Applied to the standard Visa test card number 4111 1111 1111 1111, every other digit from the right gets doubled. The leading 4 doubles to 8; every doubled 1 becomes 2. Those eight doubled values total 8 + 2 + 2 + 2 + 2 + 2 + 2 + 2 = 22. The eight un-doubled digits add to 8. The grand total is 30, which divides cleanly by ten — the number is Luhn-valid. Change the final digit from 1 to 2, and the total becomes 31, no longer divisible by ten. That single trailing digit, known formally as the credit card check digit, is the entire reason most random sixteen-digit strings fail Luhn validation.

Why specific test credit card numbers pass the Luhn check

The test credit card numbers used across the payments industry — 4111 1111 1111 1111 for Visa, 5555 5555 5555 4444 for Mastercard, 3782 822463 10005 for American Express, 6011 1111 1111 1117 for Discover — were not chosen at random. Each was crafted so that three conditions are met simultaneously. First, the leading digits fall within a real card network’s Bank Identification Number (BIN) range, so a credit card validator can correctly identify the issuing network. Second, the body of the number uses simple, repeating digits that engineers can memorise and type quickly. Third, and most importantly, the final check digit is selected so that the entire sequence balances under the Luhn equation. Every other test card number on the published lists of Stripe, Adyen, Square, and PayPal follows the same design.

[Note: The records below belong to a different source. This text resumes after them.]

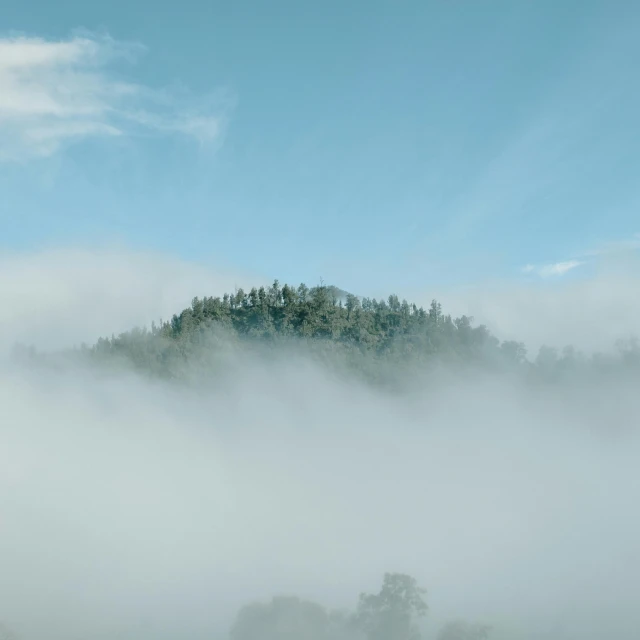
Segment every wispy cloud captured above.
[522,233,640,278]
[0,33,230,161]
[522,260,585,278]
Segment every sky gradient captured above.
[0,0,640,294]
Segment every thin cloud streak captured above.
[0,33,228,162]
[522,260,585,278]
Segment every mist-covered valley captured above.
[0,260,640,640]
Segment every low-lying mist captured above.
[0,250,640,640]
[0,342,640,639]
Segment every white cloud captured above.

What a Luhn-valid card number actually means

Passing the Luhn check confirms only that a credit card number is well-formed — that the digits balance correctly under the checksum. It does not confirm that the card was ever issued, that the account is open, that funds are available, or that the card belongs to anyone in particular. The Luhn algorithm is best understood as a spelling test for card numbers: it catches accidental data-entry errors such as transposed digits or fat-fingered keystrokes before a transaction is ever submitted, but it cannot tell you whether the card behind the number actually exists. The published test credit card numbers happen to be on every major processor’s reserved sandbox list, so they return simulated success responses in test mode without touching any real account. Submitted to a live gateway, the same numbers would clear the Luhn stage but be declined the moment the issuer’s authorisation system was asked whether such a card had ever been opened.

Why Luhn validation still matters

Despite being a sixty-year-old algorithm that performs no real account verification, the Luhn check remains the single most widely used credit card number validation step in modern e-commerce. Embedded client-side in a checkout form, a Luhn algorithm credit card validator filters out roughly the entire universe of obviously invalid card numbers before any payment processor or gateway is contacted. That reduces avoidable transaction fees, improves checkout conversion, and protects merchants from a meaningful percentage of fraud attempts in which an attacker simply guesses digits at random. Any time you see a credit card field that turns red the moment you mistype a digit, you are watching the Luhn algorithm do its job.